Tesla disclosed zero current federal income tax on nearly $5.7 billion in U.S. income for 2025, according to its latest annual financial report. Over the past three years, the company has paid just 0.4 percent of its U.S. profits in federal taxes, far below the 21 percent statutory rate. This outcome stems from various tax breaks, including accelerated depreciation and research credits.
Tesla's annual financial report, released recently, reveals that the company reported almost $5.7 billion in U.S. income for 2025—nearly double the $2.98 billion from 2024—yet owed precisely zero in current federal income tax. This marks a continuation of favorable tax treatment, as over the three years from 2023 to 2025, Tesla accumulated $12.58 billion in U.S. income while paying only $48 million in current federal taxes, equating to an effective rate of 0.4 percent.
Several mechanisms contributed to this low liability.
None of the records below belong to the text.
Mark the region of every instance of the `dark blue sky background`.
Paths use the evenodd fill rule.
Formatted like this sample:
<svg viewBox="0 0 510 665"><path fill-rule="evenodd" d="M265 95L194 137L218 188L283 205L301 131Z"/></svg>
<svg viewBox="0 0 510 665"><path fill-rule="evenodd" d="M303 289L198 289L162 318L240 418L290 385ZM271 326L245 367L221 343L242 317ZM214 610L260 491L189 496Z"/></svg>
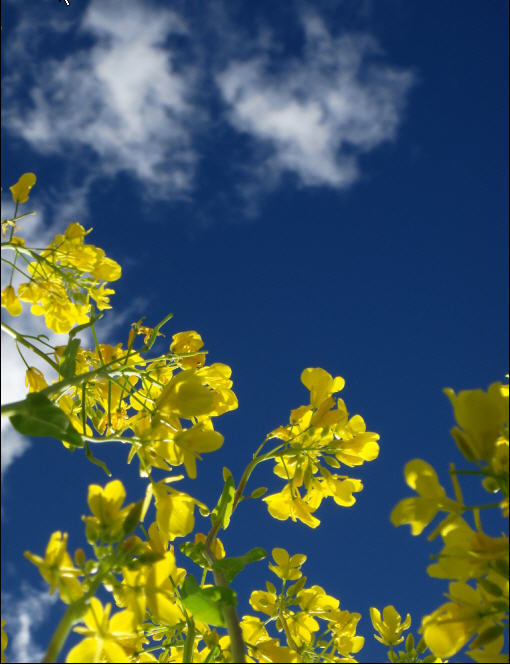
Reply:
<svg viewBox="0 0 510 665"><path fill-rule="evenodd" d="M273 520L262 502L246 502L222 539L232 555L254 546L306 553L308 583L363 615L359 633L367 639L360 662L384 659L384 648L371 638L369 607L393 604L412 614L417 629L447 590L446 582L425 572L440 542L412 537L407 527L389 522L393 506L411 494L403 467L415 457L426 459L451 493L448 464L462 461L441 390L486 388L508 369L508 4L147 3L140 33L152 25L153 11L175 11L186 25L161 48L173 54L182 85L193 87L183 88L189 108L175 111L180 119L168 134L160 115L152 114L151 90L143 88L142 109L134 108L133 117L154 130L142 132L149 139L143 145L133 138L136 125L119 134L134 141L124 153L97 126L92 138L87 135L87 127L108 118L108 102L98 98L97 117L93 104L81 117L76 100L115 43L136 53L136 33L126 37L126 17L136 7L98 0L70 0L69 7L57 0L5 4L2 186L6 190L21 173L34 171L31 204L41 211L40 232L60 232L79 220L94 227L90 242L123 266L114 309L105 318L127 313L105 341L125 342L129 324L143 315L151 325L173 312L166 342L175 332L195 329L209 361L232 367L240 406L215 424L225 444L205 456L197 480L181 485L209 505L221 491L222 466L239 479L267 432L306 402L303 368L323 367L345 378L342 397L349 411L381 435L380 457L352 470L365 486L355 506L326 501L317 513L321 526L310 530ZM332 52L342 34L357 35L355 44L359 35L370 35L381 52L367 58L379 74L407 78L399 88L388 77L378 96L366 98L373 117L359 130L365 143L351 128L332 152L315 150L312 137L311 148L306 144L298 157L292 151L289 157L288 146L301 145L304 116L287 117L295 120L291 134L287 125L262 130L260 118L243 116L239 108L235 115L236 97L218 81L240 60L251 63L254 89L266 91L275 108L282 102L275 90L285 91L291 79L300 81L291 91L297 90L296 103L307 95L327 99L327 75L316 83L316 70L308 66L324 44L303 36L302 17L312 12L325 26ZM106 34L117 19L122 37ZM86 20L93 30L82 29ZM118 66L122 70L122 62ZM153 73L156 104L165 93ZM355 77L359 89L375 85L368 65ZM121 85L122 77L117 80ZM334 71L330 80L333 89ZM76 81L81 92L73 88ZM242 90L249 98L250 89L238 87L240 97ZM130 94L128 102L137 98L136 88ZM380 139L371 143L368 133L387 110L384 95L396 120L381 120ZM119 99L122 104L122 94ZM359 103L363 113L363 98ZM328 117L334 143L343 129ZM141 164L151 155L159 161L144 174ZM314 157L324 159L326 175ZM357 172L345 179L342 164L352 160ZM177 171L185 174L184 185ZM10 212L7 207L3 216ZM127 449L118 444L95 452L123 480L128 499L137 500L144 483L135 466L126 467ZM42 588L23 551L42 554L54 530L69 533L72 551L83 546L87 486L106 481L80 452L70 454L50 440L33 441L9 466L2 490L2 585L11 615L14 600ZM260 485L280 488L269 466L256 473L251 488ZM476 485L472 490L481 496ZM497 535L504 524L495 518L486 527ZM259 563L239 576L241 613L253 613L247 597L271 579L266 572ZM4 603L2 613L9 614ZM61 612L61 605L45 609L47 620L31 628L30 648L34 642L46 646ZM17 648L19 654L20 641Z"/></svg>

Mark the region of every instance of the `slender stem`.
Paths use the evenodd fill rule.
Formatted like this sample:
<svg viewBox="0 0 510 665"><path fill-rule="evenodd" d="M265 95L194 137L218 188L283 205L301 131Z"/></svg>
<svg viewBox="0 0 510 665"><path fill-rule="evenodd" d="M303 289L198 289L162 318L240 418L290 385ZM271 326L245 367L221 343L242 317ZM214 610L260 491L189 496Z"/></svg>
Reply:
<svg viewBox="0 0 510 665"><path fill-rule="evenodd" d="M59 653L64 646L64 643L69 635L71 628L75 623L77 623L83 616L84 608L87 606L88 601L95 594L97 588L101 584L105 572L98 572L96 579L91 583L89 590L82 597L76 600L74 603L71 603L67 610L64 613L64 616L60 619L59 624L53 633L53 637L48 645L48 649L44 656L43 663L58 663L57 660Z"/></svg>
<svg viewBox="0 0 510 665"><path fill-rule="evenodd" d="M48 358L48 356L44 353L44 351L38 349L37 346L35 346L35 344L32 344L32 342L29 342L27 339L25 339L25 337L21 333L17 332L16 330L14 330L14 328L11 328L10 326L8 326L6 323L3 322L2 322L2 330L6 332L8 335L10 335L13 339L15 339L16 342L18 342L19 344L23 344L23 346L26 346L27 349L30 349L38 356L43 358L43 360L45 360L48 364L50 364L53 367L54 370L58 372L57 363L51 360L51 358Z"/></svg>
<svg viewBox="0 0 510 665"><path fill-rule="evenodd" d="M228 588L228 582L222 572L213 569L214 583L216 586ZM230 636L230 653L233 663L246 663L246 647L244 645L243 633L239 624L239 616L233 605L222 608L225 623Z"/></svg>
<svg viewBox="0 0 510 665"><path fill-rule="evenodd" d="M76 622L76 606L75 604L69 605L65 611L64 616L60 619L59 624L53 633L51 642L44 656L43 663L56 663L58 654L61 652L62 647L71 632L73 624Z"/></svg>
<svg viewBox="0 0 510 665"><path fill-rule="evenodd" d="M2 328L4 327L5 324L2 323ZM37 348L37 347L35 347ZM42 352L41 352L42 353ZM136 355L136 352L131 354L131 355ZM162 356L163 358L165 356ZM156 359L158 360L158 359ZM51 386L48 386L47 388L43 388L43 390L39 391L39 394L45 395L46 397L49 397L50 395L54 395L55 393L60 393L64 391L66 388L69 388L70 386L79 386L81 383L84 381L90 381L95 376L98 376L100 374L108 374L107 369L110 365L118 364L119 359L115 358L114 360L110 361L109 363L106 363L106 365L102 367L98 367L97 369L93 369L90 372L84 372L83 374L77 374L76 376L73 376L68 379L62 379L62 381L58 381L57 383L52 384ZM113 372L119 372L120 374L127 374L129 370L123 370L121 368L115 367L111 368L111 371ZM17 413L20 409L23 408L23 405L25 403L25 400L19 400L18 402L11 402L10 404L4 404L2 405L2 416L12 416L13 414Z"/></svg>
<svg viewBox="0 0 510 665"><path fill-rule="evenodd" d="M183 663L193 662L193 647L195 646L195 623L193 617L189 617L186 621L188 625L188 632L186 634L186 641L184 642L184 651L182 654Z"/></svg>

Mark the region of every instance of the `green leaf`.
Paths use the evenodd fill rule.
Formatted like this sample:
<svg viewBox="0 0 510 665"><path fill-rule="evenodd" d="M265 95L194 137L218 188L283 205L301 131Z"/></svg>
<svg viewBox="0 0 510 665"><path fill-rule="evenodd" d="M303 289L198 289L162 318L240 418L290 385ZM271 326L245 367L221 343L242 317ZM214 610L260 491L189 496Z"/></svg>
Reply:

In 2025 alone, accelerated depreciation saved Tesla almost half a billion dollars in taxes. Tax breaks for executive stock options reduced the bill by $172 million, and research and development credits provided $352 million in savings. The company also applied net operating losses from prior years to offset current income, though the exact impact on U.S. versus foreign income remains unclear.
New income tax disclosure rules effective in 2025 offer clearer insights into Tesla's global tax payments. Worldwide, the company paid $1.2 billion in cash income taxes, with over $1 billion directed to China and other foreign governments. Only $28 million went to the U.S., likely tied to earlier tax years. Current federal tax reflects the estimated liability on 2025 income, distinct from cash payments that may cover multiple periods.
These figures are derived from Tesla's report, adjusted for warranty reserves and excluding non-controlling income on which no tax is due. The tax breaks, enabled by recent modifications to corporate tax laws by Congress and the Trump administration, highlight how profitable firms like Tesla—led by Elon Musk—can legally minimize U.S. federal tax obligations. While not illegal, this situation underscores ongoing debates about corporate tax equity, with Tesla receiving over $1.1 billion in federal income tax breaks from U.S. taxpayers in 2025 alone.